Oui, mais les Palestiniens ? dirait Abdelilah Benkirane, plus ou moins sereinement meurtri par ce qui nous offusque tous. Et bien les Palestiniens sont soutenus, aidés, défendus par l’ensemble des Marocains, population et dirigeants, chacun à sa façon, chacun avec ses moyens, chacun avec ses contraintes. Faut-il donc, dans l’esprit de notre ancien chef du gouvernement, crier, hurler, invectiver, excommunier, menacer, pour être efficace ? Pense-t-il qu’un Etat responsable agit, ou même doit agir comme une population plus sujette à l’émotion ? N’a-t-il donc rien appris de son passage quinquennal aux commandes ?

Au tintamarre des rues et au vacarme dans les chaumières s’oppose le silence glacial des chancelleries ou les discussions directes, sans fioritures, froidement rageuses entre diplomates. Il y a peut-être mieux, pour défendre et soutenir la cause palestinienne, que s’énerver en public. On peut lancer quelques mots acerbes ici et quelques menaces là, mais s’élever contre un système international quasi centenaire quand on n’en a pas les moyens est, en plus d’être inutile, suicidaire. La crédibilité et la fiabilité, la puissance et l’influence sur le plan international sont comme un escalier ; on en gravit les marches une à une, péniblement, laborieusement, mais à la première erreur, on risque de les dévaler quatre à quatre. Et de se faire très mal !

Et puis, les élections au Maroc devraient se fonder sur des programmes nationaux, vous savez l’emploi, la cherté de la vie, l’éducation pour nos enfants, la retraite pour nos aînés, et la santé pour tous. A la limite, la Palestine pourrait figurer dans le volet diplomatie et politique internationale, mais pas former l’épine dorsale de l’action politique. Et une campagne électorale, même prématurée, demeure légitime pour l’homme politique qu’est M. Benkirane sauf qu’il devrait repenser le classement qu’il fait des Marocains : ceux qui ne pensent pas comme lui ne sont pas des ânes, les médias qui s’opposent à lui ne sont pas (tous) à la solde de ses adversaires, et de la différence d’opinions naît le débat sain et constructif, où les «يجوز أو لا يجوز » n’auraient plus le droit de cité.

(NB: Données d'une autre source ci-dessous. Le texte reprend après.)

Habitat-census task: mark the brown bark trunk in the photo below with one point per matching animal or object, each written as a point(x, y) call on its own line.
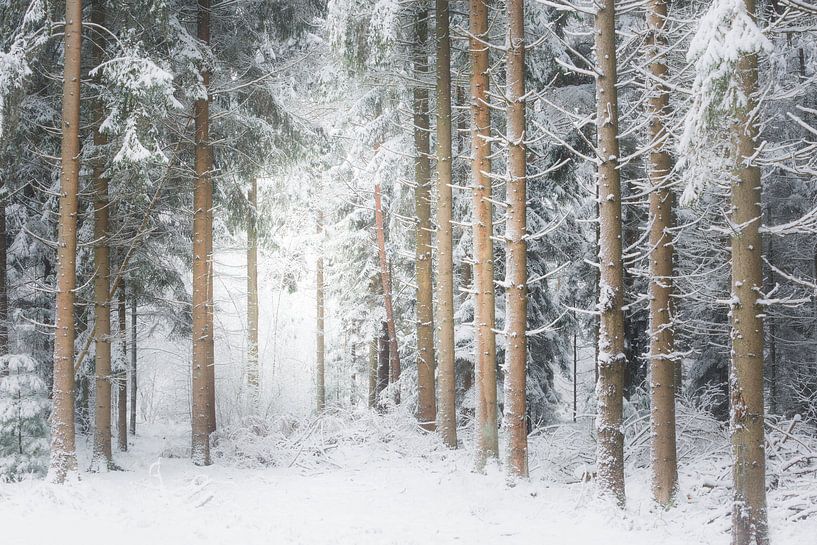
point(516, 279)
point(122, 374)
point(427, 401)
point(749, 520)
point(385, 275)
point(210, 339)
point(63, 448)
point(102, 309)
point(487, 440)
point(253, 370)
point(383, 363)
point(447, 413)
point(609, 389)
point(662, 342)
point(200, 414)
point(133, 382)
point(320, 348)
point(373, 374)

Non, M. Benkirane, un responsable politique passé ne doit pas être autant dépassé, et encore moins aussi compassé. Un responsable politique qui a exercé les plus hautes fonctions et qui aspire à y revenir un jour prochain ne doit pas faire feu de tout bois, surtout quand le feu est partout et qu’il peut prendre partout.

Dans responsable politique, M. Benkirane, et vous en êtes un, il y a le mot ‘responsable’.